Quando voltou ao estúdio, três dias após, para conseguir recuperar o álbum e o CD com as fotos, uma outra idosa estava no local, passando pela mesma situação. A vítima insistia para que lhe deixassem sair porque tinha horário marcado no médico, mas as golpistas não permitiam.
— A menina fez ela sentar umas três vezes na cadeira. Falavam sem parar em volta dela. Esse é o ponto: não deixar raciocinar — conta.

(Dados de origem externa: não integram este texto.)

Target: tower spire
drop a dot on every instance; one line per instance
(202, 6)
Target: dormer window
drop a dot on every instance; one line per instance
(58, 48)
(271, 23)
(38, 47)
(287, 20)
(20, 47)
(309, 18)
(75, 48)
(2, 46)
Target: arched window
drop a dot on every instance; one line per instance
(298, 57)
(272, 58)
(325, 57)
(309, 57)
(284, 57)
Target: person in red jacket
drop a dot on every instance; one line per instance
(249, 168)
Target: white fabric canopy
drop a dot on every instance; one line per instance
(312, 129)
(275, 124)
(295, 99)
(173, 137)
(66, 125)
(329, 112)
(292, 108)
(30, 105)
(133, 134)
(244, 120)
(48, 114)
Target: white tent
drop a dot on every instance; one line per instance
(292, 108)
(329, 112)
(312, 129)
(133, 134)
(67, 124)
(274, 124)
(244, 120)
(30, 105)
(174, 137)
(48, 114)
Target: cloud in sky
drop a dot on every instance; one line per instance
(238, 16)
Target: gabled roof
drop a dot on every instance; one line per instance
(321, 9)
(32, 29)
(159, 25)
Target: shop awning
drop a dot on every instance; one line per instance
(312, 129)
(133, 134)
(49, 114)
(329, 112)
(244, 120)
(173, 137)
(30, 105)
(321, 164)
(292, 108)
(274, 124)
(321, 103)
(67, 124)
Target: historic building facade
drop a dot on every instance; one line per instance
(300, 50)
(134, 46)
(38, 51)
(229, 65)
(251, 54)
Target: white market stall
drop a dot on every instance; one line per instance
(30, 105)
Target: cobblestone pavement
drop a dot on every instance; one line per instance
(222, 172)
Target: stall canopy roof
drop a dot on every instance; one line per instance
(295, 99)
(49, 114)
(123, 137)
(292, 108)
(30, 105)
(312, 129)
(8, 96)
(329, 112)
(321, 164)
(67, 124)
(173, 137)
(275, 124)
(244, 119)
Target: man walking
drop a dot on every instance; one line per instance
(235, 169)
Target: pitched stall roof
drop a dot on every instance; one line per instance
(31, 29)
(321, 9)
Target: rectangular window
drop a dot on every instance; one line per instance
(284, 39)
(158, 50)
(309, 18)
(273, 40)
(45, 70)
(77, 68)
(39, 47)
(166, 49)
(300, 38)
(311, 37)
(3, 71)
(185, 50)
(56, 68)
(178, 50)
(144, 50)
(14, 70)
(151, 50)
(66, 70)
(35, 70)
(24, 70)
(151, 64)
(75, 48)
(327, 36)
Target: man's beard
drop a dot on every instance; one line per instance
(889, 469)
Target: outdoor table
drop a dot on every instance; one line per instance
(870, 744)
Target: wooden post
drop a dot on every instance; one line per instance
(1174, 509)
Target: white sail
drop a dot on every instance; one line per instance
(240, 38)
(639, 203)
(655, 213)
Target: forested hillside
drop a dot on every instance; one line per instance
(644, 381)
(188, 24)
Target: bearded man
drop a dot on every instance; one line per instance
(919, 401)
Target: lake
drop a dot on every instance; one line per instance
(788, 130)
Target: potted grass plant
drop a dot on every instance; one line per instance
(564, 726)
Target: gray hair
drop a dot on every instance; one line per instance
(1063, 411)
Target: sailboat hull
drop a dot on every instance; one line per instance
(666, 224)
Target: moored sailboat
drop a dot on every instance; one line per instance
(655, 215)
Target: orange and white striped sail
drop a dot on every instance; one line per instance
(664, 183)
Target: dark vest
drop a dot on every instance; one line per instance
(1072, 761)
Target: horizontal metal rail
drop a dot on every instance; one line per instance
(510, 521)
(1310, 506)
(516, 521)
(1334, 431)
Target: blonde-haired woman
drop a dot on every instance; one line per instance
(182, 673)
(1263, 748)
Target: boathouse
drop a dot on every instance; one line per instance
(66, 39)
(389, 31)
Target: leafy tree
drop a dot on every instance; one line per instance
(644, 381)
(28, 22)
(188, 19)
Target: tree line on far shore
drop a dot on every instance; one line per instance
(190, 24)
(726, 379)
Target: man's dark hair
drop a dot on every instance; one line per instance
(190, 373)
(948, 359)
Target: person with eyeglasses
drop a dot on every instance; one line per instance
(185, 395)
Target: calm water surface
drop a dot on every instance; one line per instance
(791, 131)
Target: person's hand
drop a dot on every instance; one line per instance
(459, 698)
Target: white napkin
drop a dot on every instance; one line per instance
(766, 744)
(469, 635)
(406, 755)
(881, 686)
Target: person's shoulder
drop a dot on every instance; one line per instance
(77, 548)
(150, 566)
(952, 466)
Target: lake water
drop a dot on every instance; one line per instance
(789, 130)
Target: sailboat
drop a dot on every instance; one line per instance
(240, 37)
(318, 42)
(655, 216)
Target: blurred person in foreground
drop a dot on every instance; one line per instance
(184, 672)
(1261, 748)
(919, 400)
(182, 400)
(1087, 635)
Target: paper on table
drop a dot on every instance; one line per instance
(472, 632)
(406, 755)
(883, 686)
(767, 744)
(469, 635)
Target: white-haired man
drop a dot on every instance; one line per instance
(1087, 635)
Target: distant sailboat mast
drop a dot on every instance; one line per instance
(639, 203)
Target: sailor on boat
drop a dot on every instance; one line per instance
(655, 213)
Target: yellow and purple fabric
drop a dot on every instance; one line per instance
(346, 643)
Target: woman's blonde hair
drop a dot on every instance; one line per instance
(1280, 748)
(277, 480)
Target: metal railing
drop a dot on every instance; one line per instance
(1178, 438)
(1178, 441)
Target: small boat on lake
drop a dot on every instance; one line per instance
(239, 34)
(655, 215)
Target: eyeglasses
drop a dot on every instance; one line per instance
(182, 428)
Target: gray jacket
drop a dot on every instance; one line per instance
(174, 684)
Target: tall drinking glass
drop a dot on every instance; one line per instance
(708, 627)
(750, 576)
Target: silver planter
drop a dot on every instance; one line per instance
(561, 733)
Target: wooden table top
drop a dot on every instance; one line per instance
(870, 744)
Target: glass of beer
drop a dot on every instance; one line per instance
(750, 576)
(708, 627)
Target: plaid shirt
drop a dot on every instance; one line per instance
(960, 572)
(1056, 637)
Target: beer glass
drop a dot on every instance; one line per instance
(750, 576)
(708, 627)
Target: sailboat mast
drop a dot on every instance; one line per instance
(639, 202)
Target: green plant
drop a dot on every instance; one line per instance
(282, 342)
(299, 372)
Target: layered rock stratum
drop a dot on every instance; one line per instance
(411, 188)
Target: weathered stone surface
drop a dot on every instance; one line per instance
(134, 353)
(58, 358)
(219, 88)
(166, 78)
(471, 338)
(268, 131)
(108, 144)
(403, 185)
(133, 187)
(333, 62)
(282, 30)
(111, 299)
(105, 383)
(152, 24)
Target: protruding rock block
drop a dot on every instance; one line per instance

A aposentada entregou o álbum de presente para o marido, mas nunca contou o verdadeiro valor pago. O sentimento de vergonha, segundo a delegada Larissa, é frequente entre as vítimas, que não se encorajam a contar o ocorrido nem mesmo para os companheiros. Após ler as reportagens sobre o golpe, a aposentada que foi ludibriada na Rua dos Andradas decidiu procurar a Polícia Civil, mas ainda não conseguiu contar para a família.
— Quem passou por isso não precisa de críticas, precisa é de um abraço de um familiar, que alguém diga que essas coisas acontecem e que elas não estão sozinhas. Que o amor e a atenção que receberam de pessoas estranhas têm em casa. Infelizmente, esta falta de carinho nos faz frágeis, para sermos as próximas vítimas — conclui.
Materiais apreendidos serão periciados
Durante a operação, ninguém foi preso, mas a polícia recolheu materiais e documentos para análise, que auxiliarão na investigação. Algumas vítimas relataram aos policiais que se sentiam inebriadas. Até perfumes e aromatizantes encontrados nos estúdios serão periciados. A análise deve indicar se houve uso de alguma substância para confundir mentalmente as idosas.
Computadores, documentos e outros materiais apreendidos também estão sendo analisados. A polícia tenta identificar os proprietários desses estúdios. Os golpistas devem responder por estelionato contra idosos e por extorsão, já que as vítimas eram coagidas a fazerem o pagamento.
Fique atento
Como funciona o golpe:
Aliciadores, em geral mulheres ou homens jovens, abordam idosas, com cerca de 70 anos na rua. Prometem brindes, maquiagens e fotos de graça. Assim, são convencidas a ingressar nesses prédios comerciais, onde estão os pequenos estúdios. Lá, fazem diversas fotos. Na hora da saída, no entanto, vem a cobrança, com valores exorbitantes. As vítimas são coagidas a fazerem o pagamento.
Como evitar:
O principal meio de se proteger é não conversar com estranhos. Não dar oportunidade para os golpistas. Eles têm capacidade de persuasão muito grande. Quando as vítimas se dão conta, já estão dentro do estúdio fotográfico.
Onde denunciar:
Quem foi vítima de algum golpe, deve procurar a Polícia Civil. Na Capital, o registro pode ser feito nas delegacias distritais ou na Delegacia do Idoso, localizada na Avenida Ipiranga, número 1.803.